Perhaps the rest of the world already knows the life and work of Catherine Davis (1924-2002), a poet who studied with J.V. Cunningham and Yvor Winters, but I first saw her name over the weekend when a reader suggested I read her villanelle “After a Time”:
“After a time, all losses are the same.
One more thing lost is one thing less to lose;
And we go stripped at last the way we came.

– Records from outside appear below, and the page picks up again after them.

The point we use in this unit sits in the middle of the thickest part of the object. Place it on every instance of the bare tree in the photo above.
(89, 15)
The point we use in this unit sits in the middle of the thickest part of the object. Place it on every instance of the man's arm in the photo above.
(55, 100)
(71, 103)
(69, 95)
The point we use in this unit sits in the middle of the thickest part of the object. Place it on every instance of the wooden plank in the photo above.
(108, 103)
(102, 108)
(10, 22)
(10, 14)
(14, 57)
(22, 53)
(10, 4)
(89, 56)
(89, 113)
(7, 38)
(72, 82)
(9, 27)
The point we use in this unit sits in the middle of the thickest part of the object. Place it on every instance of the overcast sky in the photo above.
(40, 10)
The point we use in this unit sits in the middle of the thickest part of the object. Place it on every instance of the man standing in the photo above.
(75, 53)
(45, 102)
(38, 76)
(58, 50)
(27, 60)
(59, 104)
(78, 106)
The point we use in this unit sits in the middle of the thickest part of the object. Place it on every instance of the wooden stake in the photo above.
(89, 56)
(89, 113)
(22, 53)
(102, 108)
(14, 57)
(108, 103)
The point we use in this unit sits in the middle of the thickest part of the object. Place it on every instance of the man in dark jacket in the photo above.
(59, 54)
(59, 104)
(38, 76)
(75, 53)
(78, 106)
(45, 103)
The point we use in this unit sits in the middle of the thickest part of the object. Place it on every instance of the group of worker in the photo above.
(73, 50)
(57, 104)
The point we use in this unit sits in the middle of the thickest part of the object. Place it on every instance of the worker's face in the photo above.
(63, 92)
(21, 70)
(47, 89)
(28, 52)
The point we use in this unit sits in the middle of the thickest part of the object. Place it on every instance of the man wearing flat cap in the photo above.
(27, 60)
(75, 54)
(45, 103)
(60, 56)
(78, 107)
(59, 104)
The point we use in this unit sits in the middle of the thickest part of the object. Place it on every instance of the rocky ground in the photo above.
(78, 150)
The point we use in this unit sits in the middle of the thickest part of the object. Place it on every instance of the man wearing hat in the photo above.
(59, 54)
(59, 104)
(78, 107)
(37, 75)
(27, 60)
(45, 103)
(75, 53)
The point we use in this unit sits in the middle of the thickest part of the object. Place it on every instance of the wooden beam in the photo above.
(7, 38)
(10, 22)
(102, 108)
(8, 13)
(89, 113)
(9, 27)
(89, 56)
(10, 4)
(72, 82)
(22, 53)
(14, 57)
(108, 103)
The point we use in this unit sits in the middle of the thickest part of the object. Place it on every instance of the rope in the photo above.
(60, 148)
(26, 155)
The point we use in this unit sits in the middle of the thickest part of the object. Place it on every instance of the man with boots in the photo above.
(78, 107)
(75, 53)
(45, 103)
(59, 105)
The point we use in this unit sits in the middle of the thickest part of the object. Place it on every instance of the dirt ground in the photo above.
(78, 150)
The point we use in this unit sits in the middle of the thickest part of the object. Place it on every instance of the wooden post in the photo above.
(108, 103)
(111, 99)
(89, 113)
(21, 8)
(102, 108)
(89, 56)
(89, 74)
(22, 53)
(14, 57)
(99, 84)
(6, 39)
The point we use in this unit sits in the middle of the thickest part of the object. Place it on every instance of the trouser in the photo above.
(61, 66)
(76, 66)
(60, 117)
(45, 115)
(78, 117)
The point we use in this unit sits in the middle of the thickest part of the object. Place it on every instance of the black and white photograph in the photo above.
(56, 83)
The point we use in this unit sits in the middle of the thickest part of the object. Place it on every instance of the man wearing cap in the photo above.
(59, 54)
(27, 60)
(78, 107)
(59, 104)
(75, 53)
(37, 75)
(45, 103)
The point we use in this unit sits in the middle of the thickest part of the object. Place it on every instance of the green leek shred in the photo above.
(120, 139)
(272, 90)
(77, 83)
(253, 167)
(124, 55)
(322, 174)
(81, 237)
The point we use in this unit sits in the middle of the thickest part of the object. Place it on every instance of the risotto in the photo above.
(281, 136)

“Though we shall probe, time and again, our shame,
Who lack the wit to keep or to refuse,
After a time, all losses are the same.
“No wit, no luck can beat a losing game;
Good fortune is a reassuring ruse:
And we all go stripped the way we came.
“Rage as we will for what we think to claim,
Nothing so much as this bare thought subdues:
After a time, all losses are the same.
“The sense of treachery—the want, the blame—
Goes in the end, whether or not we choose,
And we go stripped at last the way we came.
“So we, who would go raging, will go tame
When what we have can no longer use:
After a time, all losses are the same;
And we go stripped at last the way we came.”
The same grim matter written in free verse, without the ameliorating discipline of meter and rhyme, might read like a teenager’s diary. Form is freeing, not constricting. The art is not in the emotion but in its elegant containment. Anyone can feel; only poets craft.
What little I know about Davis’ life suggests she learned first-hand that “Good fortune is a reassuring ruse.” Perhaps her poem is an oblique retort (“So we, who would go raging, will go tame…”) to Dylan Thomas’ blustering, booze-bloated “Do Not Go Gentle into That Good Night.” I hear echoes of King Lear, as when Edgar says “A most poor man, made tame to fortune’s blows, / Who, by the art of known and feeling sorrows, / Am pregnant to good pity.”
The reader who sent me Davis’ poem added, “I thought of your student when I saw this.” I know what she means and appreciate the thought but it doesn’t quite apply. My student and the other kids in our classroom nurse no aggrievement (“the sense of treachery”), no notion of loss or incapacity. When they suffer – and not all suffer -- there is no “great rage,” as the doctor says of Lear at the end of the play. My student, most days smiling and good-natured, cried much of Monday. I fretted but the women in the room assured me the cause of her unhappiness was merely menstrual.